De hecho, la conquista de México por Hernán Cortés y los suyos no hubiese sido posible sin el concurso de los tlaxcaltecas y mixtecas, que se coludieron con el intruso para derrotar a sus centenarios enemigos, los más odiados, los que habitan la «vereda de enfrente», según terminología borgeana.

Los incas, por su parte, invadieron, medio siglo antes que los españoles, el territorio mapuche, estableciendo avanzadas, ciudadelas y fortificaciones cuyos rastros aún podemos advertir en muchos pucarás diseminados en los cerros, empleados como atalayas militares…

Su invasión no fue pacífica ni ponderada; ninguna lo ha sido ni lo será, porque el bípedo razonante pareciera ser y actuar siempre como lobo del hombre… Los hijos del Sol fueron derrotados por los indomables hijos de la Tierra, sólo sometidos –pese al canto encomiástico de Alonso de Ercilla- cuatro siglos más tarde, por el implacable mestizo chileno, que hoy los mantiene acorralados en una estrecha zona donde campea la policía militarizada, tratando a sus líderes rebeldes como terroristas y delincuentes.

Es difícil entender el espíritu de una época; asimismo la idiosincrasia de pueblos tan disímiles como el inglés y el chino, o como el español y el ruso, como el estadounidense y el iraní, pongamos por caso... (alguien me sopla al oído: como el mapuche y el chileno). Quizá pocos pensadores e historiadores lo han logrado, pero, si entre una generación y la precedente, dentro de una misma cultura, se observan ya inevitables escisiones, ¿cómo se puede pretender juzgar, con mirada coetánea ecuánime, el comportamiento de seres humanos ubicados cincuenta generaciones detrás de nosotros? Todo lo que digamos, sobre la base de lugares comunes y prejuicios arbitrarios, nos conducirá a una lamentable ceguera, muy parecida a la ignorancia agresiva de quien cree que sabe, esa inadvertencia desembozada que campea hoy merced al nuevo bárbaro: el simio tecnificado y su alter ego: el nuevo rico, tan avasallador como ignaro.

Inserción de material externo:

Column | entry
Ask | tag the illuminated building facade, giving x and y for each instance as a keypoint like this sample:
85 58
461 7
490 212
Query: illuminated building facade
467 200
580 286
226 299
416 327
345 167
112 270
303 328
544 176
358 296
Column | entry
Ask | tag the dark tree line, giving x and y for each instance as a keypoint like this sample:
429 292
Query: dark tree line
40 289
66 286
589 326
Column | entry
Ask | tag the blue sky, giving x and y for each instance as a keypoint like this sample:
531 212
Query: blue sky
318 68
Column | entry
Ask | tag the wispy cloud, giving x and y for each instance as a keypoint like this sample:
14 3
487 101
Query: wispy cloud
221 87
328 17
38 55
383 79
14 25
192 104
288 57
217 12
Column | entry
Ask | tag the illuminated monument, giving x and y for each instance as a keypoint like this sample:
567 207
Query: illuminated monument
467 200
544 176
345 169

Quizá la miopía histórica sea la peor enfermedad de la visión contemporánea. El hombre paradigmático de Paracelso, que exalta Foucault, no es el bípedo arrogante que inunda nuestras ciudades, incapaz de distinguir los fuegos fatuos de las profundas constelaciones que nos observan desde los orígenes, un ser por completo ajeno al ocaso irremediable del pensamiento ilustrado.